Aufgrund des unumgänglichen Prinzips der Polarität wird nach dieser Zeit der Vollkommenheit auch eine Zeit anbrechen, in der das Chaos herrschen wird. Satan wird die Menschheit erneut täuschen, und die Menschen werden aus ihrem vorangegangenen Zustand des Friedens und der spirituellen Erfüllung zurückfallen in ein Unwissen über jegliche spirituelle Realität. Ihre Mentalität wird auf diejenige eines tierischen Daseins reduziert, in welchem Gier und Selbstsucht ihr Leben beherrschen und nichts in der Welt verbleibt, was der spirituellen Wirklichkeit des Menschen entspricht. Ibn Arabi sagt, dass nur ein Mensch übrig bleiben wird, der noch irgendein Wissen besitzt:

In jenen Tagen wird Unfruchtbarkeit sich bei den Männern und Frauen ausbreiten, so dass es viel Beischlaf ohne Zeugung geben wird. Er wird die Leute zu Gott rufen, aber keine Antwort erhalten. Nachdem Gott seinen Geist und die letzten Gläubigen jener Zeit hinweg genommen haben wird, werden die Überlebenden wie Rohlinge sein, das Erlaubte werden sie nicht von dem Verbotenen scheiden. Sie werden rein nach ihren natürlichen Neigungen handeln und der Begierde folgen, die losgelöst von Vernunft und Gesetz ist – und über ihnen wird es sein, dass die letzte Stunde anbricht. [3]

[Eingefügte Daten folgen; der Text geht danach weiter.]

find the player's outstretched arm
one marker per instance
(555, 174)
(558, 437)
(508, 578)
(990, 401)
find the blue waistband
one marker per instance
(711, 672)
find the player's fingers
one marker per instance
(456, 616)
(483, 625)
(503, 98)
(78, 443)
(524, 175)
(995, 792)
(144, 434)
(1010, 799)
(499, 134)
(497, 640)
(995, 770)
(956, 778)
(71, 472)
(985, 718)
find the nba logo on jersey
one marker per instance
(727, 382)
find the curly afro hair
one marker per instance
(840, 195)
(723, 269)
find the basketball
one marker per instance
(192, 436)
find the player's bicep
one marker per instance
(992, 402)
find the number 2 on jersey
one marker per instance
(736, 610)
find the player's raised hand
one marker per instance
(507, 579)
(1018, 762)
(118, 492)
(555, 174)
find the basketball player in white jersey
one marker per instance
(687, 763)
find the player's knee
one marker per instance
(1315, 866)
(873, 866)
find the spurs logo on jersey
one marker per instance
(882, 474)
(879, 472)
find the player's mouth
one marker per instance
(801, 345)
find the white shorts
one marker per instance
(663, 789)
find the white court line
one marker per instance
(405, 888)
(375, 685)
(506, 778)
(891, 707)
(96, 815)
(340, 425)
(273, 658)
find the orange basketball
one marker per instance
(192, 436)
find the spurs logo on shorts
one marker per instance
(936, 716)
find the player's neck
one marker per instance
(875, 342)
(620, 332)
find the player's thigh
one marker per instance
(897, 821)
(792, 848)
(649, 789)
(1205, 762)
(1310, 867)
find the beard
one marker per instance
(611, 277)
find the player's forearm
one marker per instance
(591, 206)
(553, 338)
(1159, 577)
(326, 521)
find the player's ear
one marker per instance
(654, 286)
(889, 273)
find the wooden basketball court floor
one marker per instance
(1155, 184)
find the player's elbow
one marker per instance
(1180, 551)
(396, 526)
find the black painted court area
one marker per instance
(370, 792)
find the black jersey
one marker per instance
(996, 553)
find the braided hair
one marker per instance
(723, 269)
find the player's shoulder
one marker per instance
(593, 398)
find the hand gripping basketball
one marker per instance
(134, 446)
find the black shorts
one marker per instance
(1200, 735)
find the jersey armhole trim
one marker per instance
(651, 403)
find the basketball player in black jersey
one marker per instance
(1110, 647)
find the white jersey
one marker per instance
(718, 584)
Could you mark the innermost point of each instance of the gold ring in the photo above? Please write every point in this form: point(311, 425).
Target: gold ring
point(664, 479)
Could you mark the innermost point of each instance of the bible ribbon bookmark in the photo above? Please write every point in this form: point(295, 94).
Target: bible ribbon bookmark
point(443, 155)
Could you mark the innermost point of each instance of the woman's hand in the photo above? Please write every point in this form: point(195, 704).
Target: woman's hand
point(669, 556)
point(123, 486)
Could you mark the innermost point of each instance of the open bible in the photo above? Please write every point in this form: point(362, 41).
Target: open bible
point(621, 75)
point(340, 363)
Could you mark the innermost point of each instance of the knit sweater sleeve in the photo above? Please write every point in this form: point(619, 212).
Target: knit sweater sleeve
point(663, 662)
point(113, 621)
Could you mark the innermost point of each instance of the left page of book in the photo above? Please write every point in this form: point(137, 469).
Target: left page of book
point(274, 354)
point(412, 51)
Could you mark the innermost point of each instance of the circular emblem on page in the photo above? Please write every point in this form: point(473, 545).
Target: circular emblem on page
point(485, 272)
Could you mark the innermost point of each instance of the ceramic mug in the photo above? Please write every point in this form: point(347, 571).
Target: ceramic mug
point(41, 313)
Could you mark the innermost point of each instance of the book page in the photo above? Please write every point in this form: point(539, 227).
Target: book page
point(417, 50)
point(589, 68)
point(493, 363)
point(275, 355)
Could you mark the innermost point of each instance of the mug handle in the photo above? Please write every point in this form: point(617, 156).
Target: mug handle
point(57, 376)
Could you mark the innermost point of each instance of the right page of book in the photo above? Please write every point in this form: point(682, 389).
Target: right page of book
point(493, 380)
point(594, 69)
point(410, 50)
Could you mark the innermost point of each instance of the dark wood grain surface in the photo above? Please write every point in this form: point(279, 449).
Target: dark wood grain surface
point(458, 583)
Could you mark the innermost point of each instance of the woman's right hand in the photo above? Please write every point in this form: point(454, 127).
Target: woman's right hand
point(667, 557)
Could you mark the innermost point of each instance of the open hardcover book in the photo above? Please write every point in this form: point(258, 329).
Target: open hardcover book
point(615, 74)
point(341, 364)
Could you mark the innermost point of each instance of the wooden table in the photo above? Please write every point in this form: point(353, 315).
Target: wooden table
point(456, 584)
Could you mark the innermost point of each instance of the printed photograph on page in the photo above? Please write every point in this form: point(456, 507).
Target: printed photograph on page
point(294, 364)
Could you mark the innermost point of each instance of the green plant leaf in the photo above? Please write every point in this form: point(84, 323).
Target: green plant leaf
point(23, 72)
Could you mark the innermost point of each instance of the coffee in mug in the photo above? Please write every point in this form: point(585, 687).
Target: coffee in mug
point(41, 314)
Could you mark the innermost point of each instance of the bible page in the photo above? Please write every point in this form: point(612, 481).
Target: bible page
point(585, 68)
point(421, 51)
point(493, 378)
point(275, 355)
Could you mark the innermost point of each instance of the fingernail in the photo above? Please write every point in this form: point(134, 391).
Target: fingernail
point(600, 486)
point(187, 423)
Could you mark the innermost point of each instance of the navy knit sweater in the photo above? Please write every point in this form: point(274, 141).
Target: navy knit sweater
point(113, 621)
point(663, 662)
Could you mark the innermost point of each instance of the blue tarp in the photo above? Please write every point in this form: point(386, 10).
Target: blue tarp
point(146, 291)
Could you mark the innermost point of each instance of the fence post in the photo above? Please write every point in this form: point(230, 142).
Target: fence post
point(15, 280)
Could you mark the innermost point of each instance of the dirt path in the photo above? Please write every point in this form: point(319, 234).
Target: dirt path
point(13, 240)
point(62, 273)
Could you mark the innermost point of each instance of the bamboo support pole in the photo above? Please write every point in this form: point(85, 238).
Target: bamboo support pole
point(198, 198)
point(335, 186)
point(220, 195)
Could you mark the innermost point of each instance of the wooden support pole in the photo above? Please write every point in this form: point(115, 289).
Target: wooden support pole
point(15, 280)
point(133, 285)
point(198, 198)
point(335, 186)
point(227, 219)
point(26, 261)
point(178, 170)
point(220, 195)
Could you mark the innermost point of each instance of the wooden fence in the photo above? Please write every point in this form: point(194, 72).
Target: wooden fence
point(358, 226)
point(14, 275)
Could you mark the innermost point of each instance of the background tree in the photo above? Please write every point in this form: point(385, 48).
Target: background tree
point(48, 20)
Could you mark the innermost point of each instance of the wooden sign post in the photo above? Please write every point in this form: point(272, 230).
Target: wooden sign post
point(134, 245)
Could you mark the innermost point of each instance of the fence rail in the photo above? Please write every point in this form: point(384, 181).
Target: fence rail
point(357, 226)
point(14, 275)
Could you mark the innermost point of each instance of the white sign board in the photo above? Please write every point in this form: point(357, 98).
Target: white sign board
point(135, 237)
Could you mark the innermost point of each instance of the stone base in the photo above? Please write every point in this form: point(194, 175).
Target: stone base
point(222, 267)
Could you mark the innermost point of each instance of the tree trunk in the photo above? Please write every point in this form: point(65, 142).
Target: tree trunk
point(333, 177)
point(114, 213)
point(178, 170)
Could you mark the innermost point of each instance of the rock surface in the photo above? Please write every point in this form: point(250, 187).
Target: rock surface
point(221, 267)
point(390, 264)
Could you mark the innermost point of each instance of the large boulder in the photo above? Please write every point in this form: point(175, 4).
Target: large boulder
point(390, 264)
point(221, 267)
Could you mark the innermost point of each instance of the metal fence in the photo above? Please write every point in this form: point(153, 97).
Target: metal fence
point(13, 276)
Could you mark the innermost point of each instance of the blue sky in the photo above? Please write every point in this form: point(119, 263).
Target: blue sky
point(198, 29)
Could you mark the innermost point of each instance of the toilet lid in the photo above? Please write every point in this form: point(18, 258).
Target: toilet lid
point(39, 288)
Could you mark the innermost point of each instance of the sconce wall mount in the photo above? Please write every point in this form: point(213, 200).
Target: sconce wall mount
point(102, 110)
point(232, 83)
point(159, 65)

Das ist die Zeit, wenn diese Erde zerstört und das Dasein auf eine »neue Erde« versetzt werden wird. Aber in Wirklichkeit gibt es keinen Tod, sondern nur die kontinuierliche Evolution und Ver­vollkommnung des Daseins. Sogar Satan wird schließlich zu seiner Quelle zurückkehren, denn alles Leben kehrt unvermeidlich zur essenziellen Einheit zurück, aus der es stammt.

© Meral Arim
Deutsche Übersetzung © Chalice Verlag

Dieser Text wurde 1974 von Rashid Hornsby mit Hilfe von Bülent Rauf geschrieben und 2003 von Hakim Young leicht redigiert. Er kursierte viele Jahre lang als Studienmaterial im Chisholme House sowie in der von Reshad Feild geleiteten Lebenden Schule.

Anmerkungen

[1] Muhyiddin Ibn Arabi: Die Weisheit der Propheten, Seite 92. Übersetzung: Wolfgang Herrmann.

[2] Wilhelm Schneemelcher, Edgar Hennecke: Neutestamentliche Apokryphen in deutscher Übersetzung, Mohr 1959, Band 1, Seite 170.

[3] Muhyiddin Ibn Arabi: Die Weisheit der Propheten, Seite 51. Übersetzung: Wolfgang Herrmann.